En la modernidad después de haber proclamado el triunfo de la razón, cuando se alardeaba que había llegado la hora de la libertad y de la tolerancia, bajo el imperativo del laicismo se rechazó la presencia de la religión en la vida política, después se ridiculizó toda perspectiva cultural o científica que tuviera una cierta impronta de una visión teocéntrica del mundo, y finalmente, en aras de esta misma libertad, se persiguió a todo aquel que profesaba una religión que afirmara que el Dios su fe era el único Dios verdadero. Con una argumentación análoga se declara un derecho el aborto y la eutanasia, se impone la ideología de género, y se quiere prohibir la objeción de conciencia.
La situación de la Iglesia en nuestros días no es fácil de caracterizar. Desde un punto vista de la cultura dominante, en el mundo occidental, se han ido sucediendo desde el siglo XVIII los intentos por borrar las raíces cristianas de esta cultura y sustituirlo por principios y filosofías de índole claramente incompatible con la fe cristiana. Estos principios son los han estado presentes en las más variadas circunstancias de la vida política desde la Revolución francesa hasta la actualidad. El resultado ha sido la creciente descristianización de la sociedad. En la medida en que el Occidente ha llegado a ser una civilización planetaria su influencia ideológica ha sido dominante. Al mismo tiempo, esta situación es contemporánea con el hecho de la proclamación del Evangelio en regiones del planeta alejadas de los países de raíces cristianas. En muchas zonas, como por ejemplo en Asia y en África los cristianos han sido víctimas del odio desencadenado por otras religiones contra su presencia.
Haciéndose eco de esta realidad, Juan Pablo II afirmó: «Allí donde el odio parecía arruinar toda la vida sin la posibilidad de huir de su lógica, los mártires manifestaron cómo el amor es más fuerte que la muerte.
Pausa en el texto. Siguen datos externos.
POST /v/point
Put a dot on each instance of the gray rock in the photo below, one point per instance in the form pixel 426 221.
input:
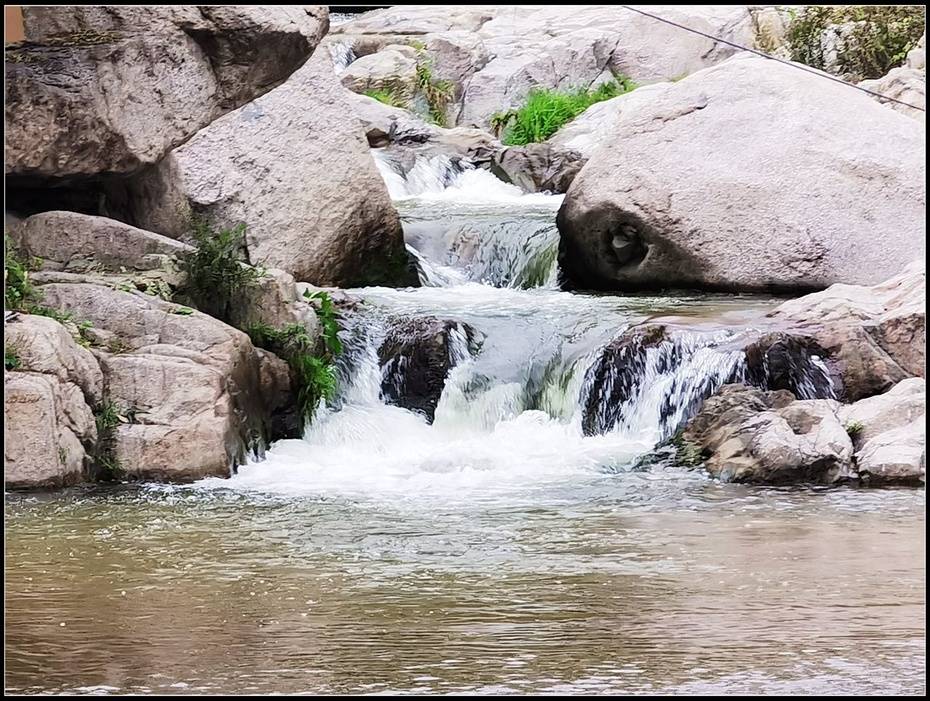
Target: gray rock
pixel 48 430
pixel 45 346
pixel 908 85
pixel 737 204
pixel 104 90
pixel 197 389
pixel 69 239
pixel 539 167
pixel 300 178
pixel 874 336
pixel 748 435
Bajo terribles sistemas opresivos que desfiguraban al hombre, en los lugares de dolor, entre durísimas privaciones, a lo largo de marchas insensatas, expuestos al frío, al hambre, torturados, sufriendo de tantos modos, ellos manifestaron admirablemente su adhesión a Cristo muerto y resucitado. Muchos rechazaron someterse al culto de los ídolos del siglo XX y fueron sacrificados por el comunismo, el nazismo, la idolatría del Estado o de la raza. Muchos otros cayeron, en el curso de guerras étnicas o tribales, porque habían rechazado una lógica ajena al Evangelio de Cristo. Algunos murieron porque, siguiendo el ejemplo del Buen Pastor, quisieron permanecer junto a sus fieles a pesar de las amenazas. Religiosos y religiosas vivieron su consagración hasta el derramamiento de la sangre. Hombres y mujeres creyentes murieron ofreciendo su vida por amor de los hermanos, especialmente de los más pobres y débiles. Tantas mujeres perdieron la vida por defender su dignidad y su pureza».